Hay hoteles que guardan secretos. Y hay otros que resisten a la historia.
El 5 de mayo de 1965, en plena Revolución de Abril, el Hotel Matum de Santiago fue escenario de una de las batallas más sangrientas y decisivas en la lucha por la democracia dominicana. Allí no se firmaron tratados ni se sirvieron cócteles. Allí se disparó contra tanques. Se gritó por la soberanía. Se murió por la Constitución.
En medio de una ocupación extranjera disfrazada de pacificación, hombres y mujeres comunes tomaron las armas para defender un principio: la voluntad popular expresada en las urnas. La batalla fue feroz. Los constitucionalistas enfrentaron al Ejército y a las fuerzas interventoras con coraje, pero con pocos recursos. Muchos ni siquiera sabían disparar. Pero sabían por qué peleaban.

Los nombres que la historia no debe seguir ignorando
Aunque la mayoría de los combatientes del Matum fueron civiles anónimos, hubo figuras clave cuya entrega marcó esta batalla:
Pedro Antonio Bretón, líder de la resistencia en Santiago, clave en la coordinación de los enfrentamientos.
Rafael “Fafa” Taveras, joven dirigente revolucionario que apoyó la lucha en el Cibao desde el Movimiento 14 de Junio.
Mayor Felipe Rodríguez, alias “La Tinaja”, figura militar del bando constitucionalista, vinculado a múltiples combates urbanos.
A ellos se suman los combatientes anónimos del Movimiento Popular Dominicano (MPD), del 14 de Junio, de la Unión Cívica Nacional, y muchos jóvenes de Santiago que dejaron su vida defendiendo la democracia.
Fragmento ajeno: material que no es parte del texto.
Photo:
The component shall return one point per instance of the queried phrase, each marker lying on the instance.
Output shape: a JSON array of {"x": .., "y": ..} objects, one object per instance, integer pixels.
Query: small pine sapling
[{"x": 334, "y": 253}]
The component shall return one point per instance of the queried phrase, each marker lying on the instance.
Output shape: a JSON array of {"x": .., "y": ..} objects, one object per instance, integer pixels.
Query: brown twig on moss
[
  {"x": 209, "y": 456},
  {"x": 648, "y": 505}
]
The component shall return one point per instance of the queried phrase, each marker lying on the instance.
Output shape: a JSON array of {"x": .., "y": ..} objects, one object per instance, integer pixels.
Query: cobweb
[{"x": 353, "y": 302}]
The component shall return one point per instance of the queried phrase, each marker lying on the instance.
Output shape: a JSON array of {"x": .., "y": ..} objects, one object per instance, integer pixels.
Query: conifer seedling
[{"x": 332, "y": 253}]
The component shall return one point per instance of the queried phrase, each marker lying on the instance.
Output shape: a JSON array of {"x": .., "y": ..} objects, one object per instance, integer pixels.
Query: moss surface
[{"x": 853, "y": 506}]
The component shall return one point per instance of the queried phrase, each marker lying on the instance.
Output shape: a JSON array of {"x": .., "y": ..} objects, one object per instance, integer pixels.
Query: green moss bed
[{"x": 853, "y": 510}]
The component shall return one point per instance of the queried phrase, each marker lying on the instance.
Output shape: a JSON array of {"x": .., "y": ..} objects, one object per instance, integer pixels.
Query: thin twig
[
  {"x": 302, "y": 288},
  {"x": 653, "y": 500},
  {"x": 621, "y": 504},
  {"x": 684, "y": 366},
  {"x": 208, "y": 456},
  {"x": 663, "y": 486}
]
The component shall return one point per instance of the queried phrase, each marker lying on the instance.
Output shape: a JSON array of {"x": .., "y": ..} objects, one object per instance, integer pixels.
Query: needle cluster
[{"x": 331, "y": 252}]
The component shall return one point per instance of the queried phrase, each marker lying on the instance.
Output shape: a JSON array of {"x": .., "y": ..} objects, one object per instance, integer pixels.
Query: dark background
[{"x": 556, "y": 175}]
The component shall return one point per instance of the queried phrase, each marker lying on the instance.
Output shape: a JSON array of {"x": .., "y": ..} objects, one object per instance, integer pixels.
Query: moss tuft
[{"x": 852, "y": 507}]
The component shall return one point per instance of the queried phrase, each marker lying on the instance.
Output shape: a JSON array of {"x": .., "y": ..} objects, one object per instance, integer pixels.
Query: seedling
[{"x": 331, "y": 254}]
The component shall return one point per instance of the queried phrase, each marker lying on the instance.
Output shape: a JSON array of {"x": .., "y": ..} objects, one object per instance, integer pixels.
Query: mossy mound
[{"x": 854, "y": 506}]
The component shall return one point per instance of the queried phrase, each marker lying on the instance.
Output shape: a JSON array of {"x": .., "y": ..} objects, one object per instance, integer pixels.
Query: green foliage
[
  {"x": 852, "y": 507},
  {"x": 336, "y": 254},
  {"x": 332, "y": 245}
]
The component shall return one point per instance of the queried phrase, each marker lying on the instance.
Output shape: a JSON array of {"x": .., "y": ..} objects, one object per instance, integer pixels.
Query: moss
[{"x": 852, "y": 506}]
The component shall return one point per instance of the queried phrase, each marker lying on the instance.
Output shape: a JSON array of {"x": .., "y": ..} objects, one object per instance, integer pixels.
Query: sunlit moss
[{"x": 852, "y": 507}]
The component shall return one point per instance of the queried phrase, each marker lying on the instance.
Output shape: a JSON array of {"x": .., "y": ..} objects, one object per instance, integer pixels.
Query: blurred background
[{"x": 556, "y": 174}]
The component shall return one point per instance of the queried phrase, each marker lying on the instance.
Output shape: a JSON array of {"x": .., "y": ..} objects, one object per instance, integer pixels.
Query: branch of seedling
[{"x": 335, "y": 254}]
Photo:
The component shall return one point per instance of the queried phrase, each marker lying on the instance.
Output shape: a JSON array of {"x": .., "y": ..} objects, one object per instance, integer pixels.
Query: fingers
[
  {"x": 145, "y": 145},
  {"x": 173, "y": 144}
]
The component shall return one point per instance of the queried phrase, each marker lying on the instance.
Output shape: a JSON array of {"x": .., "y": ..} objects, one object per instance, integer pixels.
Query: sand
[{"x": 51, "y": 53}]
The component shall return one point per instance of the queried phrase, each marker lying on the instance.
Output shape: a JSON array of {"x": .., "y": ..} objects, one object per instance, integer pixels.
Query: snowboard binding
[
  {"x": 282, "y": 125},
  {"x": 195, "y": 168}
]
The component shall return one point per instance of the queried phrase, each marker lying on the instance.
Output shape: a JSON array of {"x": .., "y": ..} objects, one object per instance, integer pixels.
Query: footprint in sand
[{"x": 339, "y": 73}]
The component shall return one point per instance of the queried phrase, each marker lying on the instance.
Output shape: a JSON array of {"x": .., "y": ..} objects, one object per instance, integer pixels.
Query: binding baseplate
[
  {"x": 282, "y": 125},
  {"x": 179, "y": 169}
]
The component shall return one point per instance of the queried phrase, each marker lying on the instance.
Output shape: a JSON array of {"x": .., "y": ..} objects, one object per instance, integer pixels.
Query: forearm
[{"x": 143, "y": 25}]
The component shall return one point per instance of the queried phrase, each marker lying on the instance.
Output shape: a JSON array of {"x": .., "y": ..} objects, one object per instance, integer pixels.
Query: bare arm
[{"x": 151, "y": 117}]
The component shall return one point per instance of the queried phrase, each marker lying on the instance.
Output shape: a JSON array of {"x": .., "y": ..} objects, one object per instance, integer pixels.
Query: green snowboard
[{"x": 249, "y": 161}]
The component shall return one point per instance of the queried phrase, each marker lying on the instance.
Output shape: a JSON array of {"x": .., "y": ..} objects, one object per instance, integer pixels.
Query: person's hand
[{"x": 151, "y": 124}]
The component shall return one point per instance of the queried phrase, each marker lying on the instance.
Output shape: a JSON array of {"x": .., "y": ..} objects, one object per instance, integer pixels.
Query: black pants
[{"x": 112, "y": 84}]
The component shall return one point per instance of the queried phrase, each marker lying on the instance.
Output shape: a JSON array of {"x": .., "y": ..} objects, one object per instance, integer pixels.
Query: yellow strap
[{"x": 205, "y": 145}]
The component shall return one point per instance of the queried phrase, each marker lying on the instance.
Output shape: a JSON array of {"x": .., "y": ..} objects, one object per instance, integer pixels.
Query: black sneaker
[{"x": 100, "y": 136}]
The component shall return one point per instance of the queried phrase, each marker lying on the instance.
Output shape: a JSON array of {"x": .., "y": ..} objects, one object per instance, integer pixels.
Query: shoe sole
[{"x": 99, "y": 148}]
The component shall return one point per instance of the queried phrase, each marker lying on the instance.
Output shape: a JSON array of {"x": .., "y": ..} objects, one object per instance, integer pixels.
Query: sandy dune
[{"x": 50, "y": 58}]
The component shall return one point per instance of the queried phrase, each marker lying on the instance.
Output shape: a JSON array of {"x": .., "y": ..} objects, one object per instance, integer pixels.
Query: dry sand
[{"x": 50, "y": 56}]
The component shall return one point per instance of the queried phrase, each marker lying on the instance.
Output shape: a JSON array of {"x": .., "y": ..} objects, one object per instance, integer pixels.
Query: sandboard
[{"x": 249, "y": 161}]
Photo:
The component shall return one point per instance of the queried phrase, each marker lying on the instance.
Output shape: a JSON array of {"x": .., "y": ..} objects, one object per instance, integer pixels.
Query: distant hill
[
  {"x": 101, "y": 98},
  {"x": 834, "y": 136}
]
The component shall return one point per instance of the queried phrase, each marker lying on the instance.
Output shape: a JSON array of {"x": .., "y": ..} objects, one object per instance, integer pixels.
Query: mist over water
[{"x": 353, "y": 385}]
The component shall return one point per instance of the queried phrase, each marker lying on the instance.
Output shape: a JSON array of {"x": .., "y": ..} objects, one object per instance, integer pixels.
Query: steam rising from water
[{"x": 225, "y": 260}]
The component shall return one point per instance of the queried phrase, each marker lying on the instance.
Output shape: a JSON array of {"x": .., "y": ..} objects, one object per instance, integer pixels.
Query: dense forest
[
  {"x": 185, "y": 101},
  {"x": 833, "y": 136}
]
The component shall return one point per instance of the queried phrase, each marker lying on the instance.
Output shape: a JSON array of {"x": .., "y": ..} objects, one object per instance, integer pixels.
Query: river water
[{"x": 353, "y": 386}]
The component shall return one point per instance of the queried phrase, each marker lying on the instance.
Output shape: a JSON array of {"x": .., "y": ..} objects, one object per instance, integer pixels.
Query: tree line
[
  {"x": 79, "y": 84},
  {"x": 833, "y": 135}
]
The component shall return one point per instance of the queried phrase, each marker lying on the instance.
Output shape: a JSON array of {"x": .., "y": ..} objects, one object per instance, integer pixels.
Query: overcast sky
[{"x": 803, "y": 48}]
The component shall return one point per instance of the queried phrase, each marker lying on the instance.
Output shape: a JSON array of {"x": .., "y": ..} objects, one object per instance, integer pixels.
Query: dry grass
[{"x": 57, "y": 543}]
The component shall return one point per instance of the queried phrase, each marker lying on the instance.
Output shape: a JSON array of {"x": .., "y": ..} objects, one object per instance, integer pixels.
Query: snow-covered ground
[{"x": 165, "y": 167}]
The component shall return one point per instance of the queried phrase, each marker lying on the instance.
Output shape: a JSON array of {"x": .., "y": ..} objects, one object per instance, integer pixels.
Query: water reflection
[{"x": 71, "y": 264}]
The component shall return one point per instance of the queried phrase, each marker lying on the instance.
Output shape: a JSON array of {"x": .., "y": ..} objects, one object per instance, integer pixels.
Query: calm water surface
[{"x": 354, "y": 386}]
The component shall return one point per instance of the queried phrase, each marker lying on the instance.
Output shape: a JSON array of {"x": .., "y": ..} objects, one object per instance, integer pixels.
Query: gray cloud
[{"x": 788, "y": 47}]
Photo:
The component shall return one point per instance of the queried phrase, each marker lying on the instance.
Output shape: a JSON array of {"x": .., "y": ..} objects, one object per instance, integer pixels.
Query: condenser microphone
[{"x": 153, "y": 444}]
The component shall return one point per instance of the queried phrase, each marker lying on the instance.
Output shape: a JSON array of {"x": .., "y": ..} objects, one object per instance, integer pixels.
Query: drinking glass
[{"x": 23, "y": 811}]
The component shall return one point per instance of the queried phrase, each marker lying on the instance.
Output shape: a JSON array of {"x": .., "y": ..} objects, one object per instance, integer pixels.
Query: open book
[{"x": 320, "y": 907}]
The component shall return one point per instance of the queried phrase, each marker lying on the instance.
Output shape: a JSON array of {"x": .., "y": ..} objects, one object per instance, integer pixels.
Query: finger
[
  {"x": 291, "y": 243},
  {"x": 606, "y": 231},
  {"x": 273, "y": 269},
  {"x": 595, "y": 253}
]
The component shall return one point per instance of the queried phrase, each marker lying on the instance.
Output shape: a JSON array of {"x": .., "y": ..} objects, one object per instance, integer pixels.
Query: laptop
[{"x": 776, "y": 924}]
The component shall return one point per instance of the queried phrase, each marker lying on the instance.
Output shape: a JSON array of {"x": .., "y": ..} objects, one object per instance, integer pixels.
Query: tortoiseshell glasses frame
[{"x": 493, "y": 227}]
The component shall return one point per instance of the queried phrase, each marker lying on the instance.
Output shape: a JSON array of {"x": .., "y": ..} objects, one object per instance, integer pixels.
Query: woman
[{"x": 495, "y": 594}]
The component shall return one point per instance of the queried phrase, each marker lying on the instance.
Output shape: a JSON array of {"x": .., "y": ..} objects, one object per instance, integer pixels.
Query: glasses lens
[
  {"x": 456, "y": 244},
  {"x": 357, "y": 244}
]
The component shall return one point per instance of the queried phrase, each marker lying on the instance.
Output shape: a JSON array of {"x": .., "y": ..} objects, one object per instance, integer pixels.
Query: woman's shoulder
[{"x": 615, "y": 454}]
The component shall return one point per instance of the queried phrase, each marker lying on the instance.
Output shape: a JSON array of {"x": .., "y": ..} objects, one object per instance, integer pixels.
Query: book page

También resistieron en silencio:
Estudiantes de la Universidad Católica Madre y Maestra (PUCMM), que apoyaron logística y moralmente a los combatientes.
Mujeres voluntarias y enfermeras que convirtieron sus hogares en hospitales improvisados.
Periodistas locales que arriesgaron su vida para contar lo que otros querían silenciar.
Y sin embargo… casi nadie los recuerda
Aquel enfrentamiento dejó decenas de muertos. El Matum quedó con paredes perforadas y techos abiertos por explosivos. Pero también quedó con una historia que, durante décadas, fue barrida debajo de la alfombra. Porque recordar el Matum no solo es recordar la valentía… es también señalar a quienes prefirieron obedecer al poder foráneo antes que al voto dominicano.
La batalla del Matum no se enseña en las escuelas. No tiene películas. Apenas tiene placas. Y sin embargo, es uno de los episodios más crudos y heroicos de nuestra historia moderna.
Hoy, 59 años después, seguimos sin hacer justicia simbólica a esos héroes. No basta con recordarlos una vez al año.
Hay que nombrarlos, enseñar su historia, honrar su causa. Porque el Matum no fue solo una batalla: fue un grito de soberanía en medio del ruido de la intervención.
Y ese grito, aunque intenten silenciarlo, todavía resuena.